Preventing Harassment & Bullying is a Leadership Challenge
Preventing and remedying harassment, a form of bullying, may not seem like the legal responsibility of the housing provider—but it is, according to state and federal authorities. On October 21, 2015, HUD proposed a rule that would formalise and define harassment under the Fair Housing Act. This rule would recognize and protect important rights of persons covered by the Fair Housing Act in their home. And the rule would impose clear responsibility on the housing provider for any acts of harassment. In reaction to the proposed rule, many providers of housing—public, private, subsidized, affordable, or market rate—rushed to decry government intervention, reject any responsibility for tenant relations, and set their legal teams to work. (1) But while there may be risk of legal exposure sufficient to motivate action by landlords, there are other excellent business reasons to prevent bullying and harassment.
Few things are more important to wellbeing than having a home, a home that is safe and secure, and membership in a community that offers the opportunity for growth, fulfillment, and social support. However, we are a nation of prejudice, segregation, and harassment. Yet we are a nation of laws and rights. Fortunately, federal and state agencies work to apply law to remedy injustice, and to develop administrative rules and remedies to assure that everyone can be protected.
The Stop Bullying Coalition is making good progress towards remedies through the legislative process in the Commonwealth of Massachusetts. We are pleased by the recent efforts by HUD to apply the protections of the Fair Housing Act to protect tenants of multifamily housing from harassment. The arguments, pro and con, that are being made regarding the new HUD rule on harassment will be echoed in our commission. We can learn from both the proponents and the opponents of the HUD action, because the challenge of the Commission on Bullying will be to bring together the views of all the stakeholders and come up with proposals for solutions. And however the HUD proposal is finally formulated, there will be much that we can and must achieve at the state level.

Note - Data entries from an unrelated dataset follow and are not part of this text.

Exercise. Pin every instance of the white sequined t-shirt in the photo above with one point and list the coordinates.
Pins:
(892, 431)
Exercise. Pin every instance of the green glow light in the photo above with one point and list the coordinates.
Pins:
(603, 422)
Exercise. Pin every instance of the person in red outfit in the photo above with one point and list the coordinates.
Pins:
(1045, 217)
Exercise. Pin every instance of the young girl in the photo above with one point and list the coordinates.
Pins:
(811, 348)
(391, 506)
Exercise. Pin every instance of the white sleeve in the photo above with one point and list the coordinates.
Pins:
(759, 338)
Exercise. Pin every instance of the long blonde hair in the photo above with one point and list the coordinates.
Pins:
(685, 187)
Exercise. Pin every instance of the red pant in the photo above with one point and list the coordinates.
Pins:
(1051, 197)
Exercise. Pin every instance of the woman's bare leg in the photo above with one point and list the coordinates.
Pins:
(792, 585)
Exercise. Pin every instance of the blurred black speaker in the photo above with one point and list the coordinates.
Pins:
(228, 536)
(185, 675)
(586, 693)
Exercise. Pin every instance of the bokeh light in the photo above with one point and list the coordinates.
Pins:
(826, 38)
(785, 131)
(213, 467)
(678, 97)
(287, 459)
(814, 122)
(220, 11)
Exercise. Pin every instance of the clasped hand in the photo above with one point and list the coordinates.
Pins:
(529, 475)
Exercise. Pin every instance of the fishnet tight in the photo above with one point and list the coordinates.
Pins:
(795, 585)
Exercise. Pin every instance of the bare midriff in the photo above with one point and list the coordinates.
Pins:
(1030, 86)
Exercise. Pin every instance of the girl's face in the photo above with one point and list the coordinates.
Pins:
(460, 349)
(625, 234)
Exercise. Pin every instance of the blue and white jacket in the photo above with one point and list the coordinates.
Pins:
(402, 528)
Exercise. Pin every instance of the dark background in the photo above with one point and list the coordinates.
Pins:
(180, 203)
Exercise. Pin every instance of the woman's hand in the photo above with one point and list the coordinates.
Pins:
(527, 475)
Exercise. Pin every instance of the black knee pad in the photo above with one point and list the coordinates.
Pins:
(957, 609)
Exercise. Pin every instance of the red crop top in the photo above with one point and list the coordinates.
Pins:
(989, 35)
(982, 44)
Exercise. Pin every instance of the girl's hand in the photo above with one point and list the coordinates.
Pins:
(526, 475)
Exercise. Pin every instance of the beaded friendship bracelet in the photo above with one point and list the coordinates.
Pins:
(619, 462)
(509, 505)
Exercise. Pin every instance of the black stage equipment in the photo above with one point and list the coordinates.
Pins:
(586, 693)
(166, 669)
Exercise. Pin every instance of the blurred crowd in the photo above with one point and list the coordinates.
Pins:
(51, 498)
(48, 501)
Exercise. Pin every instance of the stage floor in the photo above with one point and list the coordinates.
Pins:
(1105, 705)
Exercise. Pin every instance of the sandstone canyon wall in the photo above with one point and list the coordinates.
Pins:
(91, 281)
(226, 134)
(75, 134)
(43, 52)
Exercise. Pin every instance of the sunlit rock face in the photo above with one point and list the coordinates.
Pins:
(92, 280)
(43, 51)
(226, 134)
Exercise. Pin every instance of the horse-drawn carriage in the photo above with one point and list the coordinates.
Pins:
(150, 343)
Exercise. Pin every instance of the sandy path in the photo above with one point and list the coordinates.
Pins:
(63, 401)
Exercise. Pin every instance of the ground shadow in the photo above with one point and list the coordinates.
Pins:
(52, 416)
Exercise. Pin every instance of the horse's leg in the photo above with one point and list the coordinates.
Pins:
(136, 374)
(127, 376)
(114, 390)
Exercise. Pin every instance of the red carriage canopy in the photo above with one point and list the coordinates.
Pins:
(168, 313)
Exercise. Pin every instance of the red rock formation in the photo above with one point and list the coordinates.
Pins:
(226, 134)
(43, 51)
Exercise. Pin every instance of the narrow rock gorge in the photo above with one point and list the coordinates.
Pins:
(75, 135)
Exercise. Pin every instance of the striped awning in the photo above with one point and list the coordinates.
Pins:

This is our COMMENT ON FR–5248–P–01 Quid Pro Quo and Hostile Environment Harassment and Liability for Discriminatory Housing Practices Under the Fair Housing Act, "Standards Governing Harassment Under the Fair Housing Act (FR-5248)" Docket Number HUD-2015-0095 https://federalregister.gov/a/2015-26587
HUD, the US Department of Housing and Urban Development, has begun to apply the Fair Housing Act (FHA) to protect disabled tenants, and others in classes protected by the FHA, from harassment. Harassment is a legal term which includes behavior that is commonly called bullying. We applaud these actions, taken under the leadership of Gustavo Velasquez, HUD Assistant Secretary for Fair Housing and Equal Opportunity. HUD's recent actions are an important step in protecting the rights of tenants. And we believe that such protections should be available to all tenants of HUD subsidized housing, and that the threshold for intervention ought to be lower in order to prevent all bullying in subsidized—indeed, in all—housing.